Auto Categorization of Content - tags

I'm developing a script that extracts the messages from the message archive of a particular meetup.com group of which I'm a member - http://www.meetup.com/opencoffee/messages/archive/
The idea is to dynamically add these to a wordpress site and allow people to search messages, auto tag messages etc.
The issue I have is how best to auto categorize these messages. I would welcome any thoughts and ideas of how best to go about this and what would be the most efficient way of programming this.
Option 1
Find a source of tags by subject area such as finance, technology, business etc by using the delicious API and find related tags by subject:-
http://delicious.com/tag/finance
http://delicious.com/tag/technology
if a message contains these tags then the message is assigned to the respective category.
I believe this could work but not sure the most efficient method of scanning the message for these tags.
Option 2
Find sites that are representative of the categories I need such as ft.com, the economist for finance etc, techcrunch for technology etc and then determine what tags are being used by people to tag these sites and determine by default that those tags are how people relate to these sites and their content stack.
Option 3
Pass the message url to http://semanticproxy.com/ (part of Reuters Calais project) or use the Open Calais API. This I have tried but without much success as the variable depth of content is not always sufficient to return meaningful taxonomy.
Here is an example message that I parsed through the calais api:-
Original Message
http://www.meetup.com/opencoffee/messages/6045615/
Calais Result
http://www.mashinteractive.com/opencoffee/calais.php
SUMMARY
So That's about it. I would welcome any thoughts and ideas on methodology and tips on how best to approach the message scanning for options 1 and 2.
FYI there are approximately, 1,700 messages to date and I'm guessing I may have 10 categories with each category being defined by 20 or 30 tags.
If anyone would like to help develop a Wordpress plugin or class to do this I would be more than happy to have you on board.
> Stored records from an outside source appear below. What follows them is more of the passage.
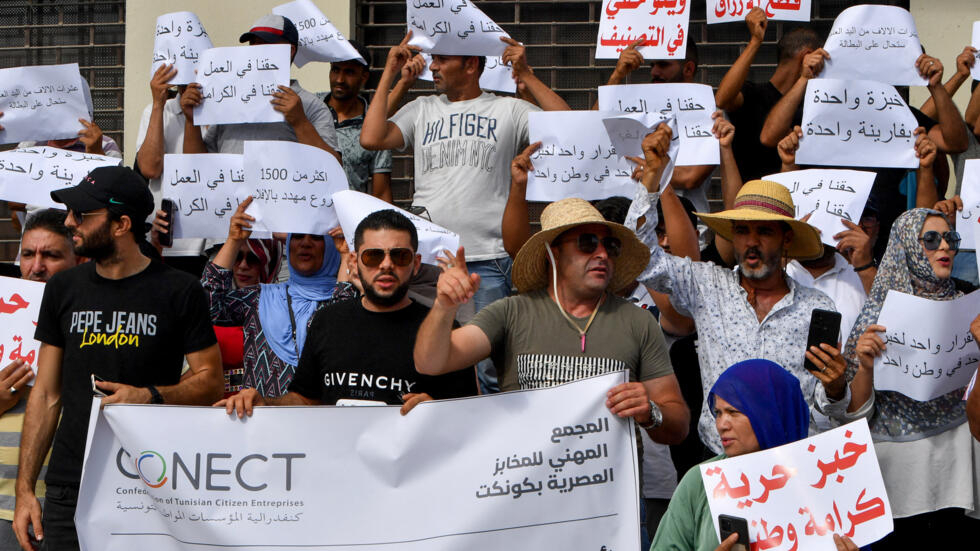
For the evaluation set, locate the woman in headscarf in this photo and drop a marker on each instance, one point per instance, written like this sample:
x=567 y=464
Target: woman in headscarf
x=274 y=317
x=927 y=500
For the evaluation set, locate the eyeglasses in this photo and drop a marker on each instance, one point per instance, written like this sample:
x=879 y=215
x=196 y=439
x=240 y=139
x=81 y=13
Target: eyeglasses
x=400 y=256
x=589 y=242
x=932 y=239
Bear in mind I'm not a programmer, I just tinker around the edges and pretend I am one.
Thanks in advance
Jonathan
CEO
Crowd People

You may want to check out Zemanta, which has tools and plugins (including Wordpress) for auto-tagging content, and also have a look at Common Tag, which is a vocabulary for expressing tags on content using RDFa, a semantic web standard currently indexed by some search engines.

Related

Does it make sense building a Knowledge Base using headless CMS?

Situation:
I work for a multinational/global organization in the HR dept as Engineering Manager.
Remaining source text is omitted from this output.